Under the cap I can’t read his face.
I take aim. I need to focus.
The heat and smell make it harder but
this needs to be done.
It’s okay, I tell myself.
All life is pointless anyway.
Sooner or later, we all pass into decay.
This is no different.
I take aim. I focus.
His body stiffens as he senses something
is about to happen.
Something he can’t change.
My finger is now steady. I shoot.
The noise is obscene in the stillness that
surrounds us. I walk towards him,
his face a grimace.
He’s in pain. It’s not too hard to see.
I lean in close. As close as I can.
The grimace turns into what I take to be a
smile. He mouths a thank you as he looks
at his photograph.
I can’t breathe. I manage a smile.
I walk out, the exit welcoming me.
They call it the Twilight ward.
The place smells of stale piss,
dried feces; decay has seeped
into the walls, masking life.
It’s where they come to die.
What business does a photographer
have in this place?
Immortalizing suffering to what end?
I don’t know.
I need fresh air and I’m almost outside when
I notice another sign – Twilight Ward [Women]
I can’t breathe.
//afterthoughts + gratitude//
Sunset Mission – Pasting here what I had written in 2011. Prose about something I had witnessed in 2006 and was quite hard to forget at the time. I thought it was still relevant enough for me to have a go at it. The poem is a result of that. It took me about 6 drafts to get it in the shape you read above.
“It was on the 28th of November 2006, after a visit to Pista House in the old city [Hyderabad, India], that I wrote this. There was this woman with two kids, screaming through the hungry crowds outside the restaurant. It was the only way she knew to get food.
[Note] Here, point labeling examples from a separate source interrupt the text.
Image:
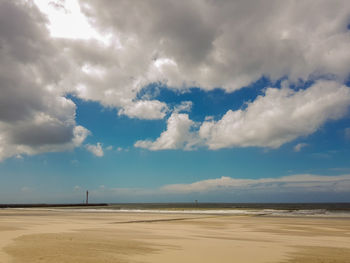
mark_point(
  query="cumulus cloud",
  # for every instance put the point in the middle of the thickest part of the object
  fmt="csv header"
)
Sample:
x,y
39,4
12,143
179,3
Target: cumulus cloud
x,y
184,106
299,146
35,115
95,149
178,135
279,116
149,109
226,44
274,118
293,183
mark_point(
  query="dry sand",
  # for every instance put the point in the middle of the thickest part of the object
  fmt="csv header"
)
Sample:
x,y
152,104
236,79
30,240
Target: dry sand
x,y
28,236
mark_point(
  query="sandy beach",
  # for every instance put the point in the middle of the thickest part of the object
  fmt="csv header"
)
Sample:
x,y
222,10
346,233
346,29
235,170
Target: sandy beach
x,y
39,235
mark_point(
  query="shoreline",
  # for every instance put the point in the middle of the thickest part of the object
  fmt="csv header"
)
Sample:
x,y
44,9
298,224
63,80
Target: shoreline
x,y
32,235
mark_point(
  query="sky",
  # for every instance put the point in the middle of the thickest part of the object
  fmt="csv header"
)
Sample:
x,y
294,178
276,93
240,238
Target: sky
x,y
174,101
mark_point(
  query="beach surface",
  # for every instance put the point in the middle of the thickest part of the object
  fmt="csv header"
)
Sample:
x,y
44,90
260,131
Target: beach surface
x,y
64,235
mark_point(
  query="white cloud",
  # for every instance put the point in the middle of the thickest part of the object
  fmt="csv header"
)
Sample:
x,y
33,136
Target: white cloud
x,y
35,115
145,109
292,183
184,106
278,117
95,149
207,44
299,146
226,44
109,148
178,135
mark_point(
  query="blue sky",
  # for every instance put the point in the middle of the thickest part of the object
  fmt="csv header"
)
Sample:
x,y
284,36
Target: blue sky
x,y
150,114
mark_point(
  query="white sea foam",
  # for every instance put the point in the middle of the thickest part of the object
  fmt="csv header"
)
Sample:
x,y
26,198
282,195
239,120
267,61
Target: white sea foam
x,y
253,212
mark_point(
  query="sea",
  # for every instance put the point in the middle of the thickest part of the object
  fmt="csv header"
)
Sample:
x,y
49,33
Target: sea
x,y
341,210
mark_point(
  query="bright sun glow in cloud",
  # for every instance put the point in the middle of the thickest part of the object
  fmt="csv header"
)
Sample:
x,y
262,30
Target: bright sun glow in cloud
x,y
66,20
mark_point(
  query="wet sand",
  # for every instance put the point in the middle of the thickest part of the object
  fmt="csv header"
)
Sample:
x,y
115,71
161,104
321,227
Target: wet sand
x,y
69,236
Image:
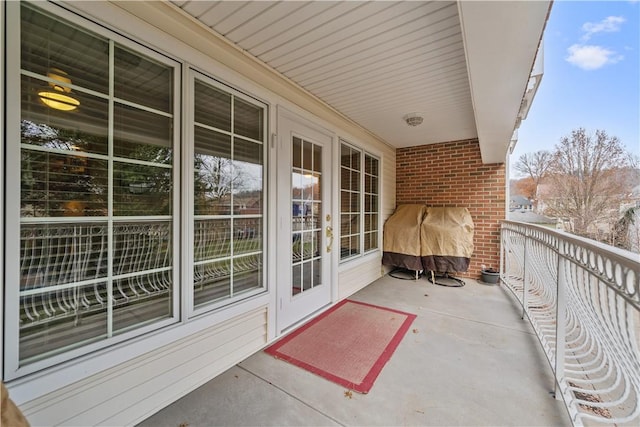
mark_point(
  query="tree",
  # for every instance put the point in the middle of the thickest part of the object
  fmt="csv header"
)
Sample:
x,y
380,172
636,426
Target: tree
x,y
535,166
584,178
526,187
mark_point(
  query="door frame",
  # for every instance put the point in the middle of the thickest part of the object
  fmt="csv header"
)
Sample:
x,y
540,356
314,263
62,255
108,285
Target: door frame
x,y
282,211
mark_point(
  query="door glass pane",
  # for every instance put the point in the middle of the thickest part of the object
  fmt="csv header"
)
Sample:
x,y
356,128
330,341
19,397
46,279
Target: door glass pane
x,y
306,212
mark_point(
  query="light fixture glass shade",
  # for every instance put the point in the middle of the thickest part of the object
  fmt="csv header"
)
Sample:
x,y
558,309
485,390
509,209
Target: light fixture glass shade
x,y
58,100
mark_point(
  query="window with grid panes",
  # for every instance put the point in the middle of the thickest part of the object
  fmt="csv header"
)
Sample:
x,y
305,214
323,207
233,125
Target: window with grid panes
x,y
359,202
95,259
228,194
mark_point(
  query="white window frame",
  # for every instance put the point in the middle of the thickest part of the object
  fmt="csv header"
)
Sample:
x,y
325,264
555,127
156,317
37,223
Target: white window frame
x,y
194,74
12,367
363,153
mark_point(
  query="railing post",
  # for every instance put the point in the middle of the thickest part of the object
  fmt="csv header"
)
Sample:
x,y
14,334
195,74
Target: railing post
x,y
503,274
525,275
561,317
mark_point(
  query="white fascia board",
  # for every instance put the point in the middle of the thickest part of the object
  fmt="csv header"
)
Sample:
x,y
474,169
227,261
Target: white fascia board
x,y
501,40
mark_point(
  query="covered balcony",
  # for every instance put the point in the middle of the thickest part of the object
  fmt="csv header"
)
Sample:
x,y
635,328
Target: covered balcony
x,y
138,266
557,342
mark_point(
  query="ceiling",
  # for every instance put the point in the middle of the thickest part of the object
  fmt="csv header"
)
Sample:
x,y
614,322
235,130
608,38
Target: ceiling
x,y
463,66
Her children followed her everywhere.
They still manage to win accolades for their food though. Greasy food greasing palms? I think so.
And as far as I can tell, Muslims seem to grow fatter during the month of fasting.
Confused fucking lot.”
Victims of Compulsion – People. miright?!
Afterglow – Another piece of prose that lent itself to a poem. Or so I think. You can read the original piece here. Captures some of my angst with street photography as I understand it.
To whoever read the poems above and didn’t suffer too greatly for having done so, it is only fair that I tell you they were in much poorer shape when I started out. Without the incisive editing/critiquing of Emmanuel Theophilus, who is a friend, mentor and much more, they would have been unworthy of print anywhere. Even in that word document I keep buried somewhere in my machine. If I choose to continue down this path you will have only him to thank for whatever degree of readability they will, hopefully, possess.